He glared at her from across the room as she began to collect the standing-around root bitters bottles. He contemplated whether it was worth attempting to slip away undetected. It just might be.

***

Sensing the golden blade of Mys sinking into the bone gave Achilles an inexplicable sense of serenity. His hand hovered over the almost-finished piece; he could mold the material into any shape he pleased now.

Initially, his attempts at carving something out of the countless bones and teeth he had collected in his arena bounty had looked like deformed mishaps. However, like every other skill, this one could also be honed.

A rook. The pointed end of his blade plunged into the soft material, creating a white rook. It resembled the one that had shattered. He sliced off the remaining bone with one swift motion and refined the jagged edges. The newly fashioned chess piece glinted in the flickering torchlight, causing him to even crack a smile.

"It seems that you have kept your promise and delivered a new chess piece. This one looks quite acceptable."

His eye shot up and locked onto Kismet. She had just ascended the cliff and now stood in front of him, her vision aid raised.

"I may even make more." He twisted the rook between his fingers. "If you're open to it, I could craft a whole new set for you, far more appealing than your current dull one." A surge of unanticipated energy coursed through him and he offered her a heartfelt smile.

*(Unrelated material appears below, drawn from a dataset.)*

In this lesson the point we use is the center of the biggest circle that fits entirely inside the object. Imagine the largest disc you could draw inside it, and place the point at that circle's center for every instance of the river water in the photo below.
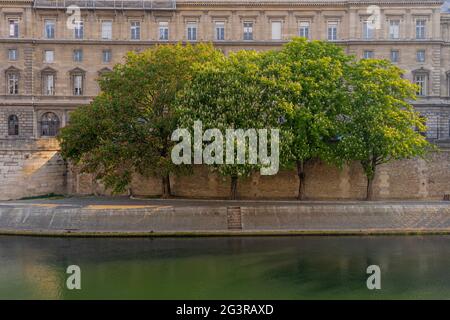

"Oh, is that so?" Kismet smiled back, then stretched out her paw. He handed the piece over, and she inspected it, then gave an approving nod. "Your skill has truly improved. I cannot wait to lay my eyes on that chess set soon."

"Perhaps." His smile fell. "If I get around to it."

"But now you must," she said. "Now you promised. While I certainly appreciate your talent, what may we do with the set of figurines depicting different species you have carved so far? Play with them?"

"Those were for practice purposes."

"Indeed." She handed him the bone back. "And now that you have practiced up, you may as well use this skill to create something practical, no?"

"I may . . ." He set the rook down. "If that is what you need me to do."

"This is not about me needing something," she retorted. "It is about you, and—"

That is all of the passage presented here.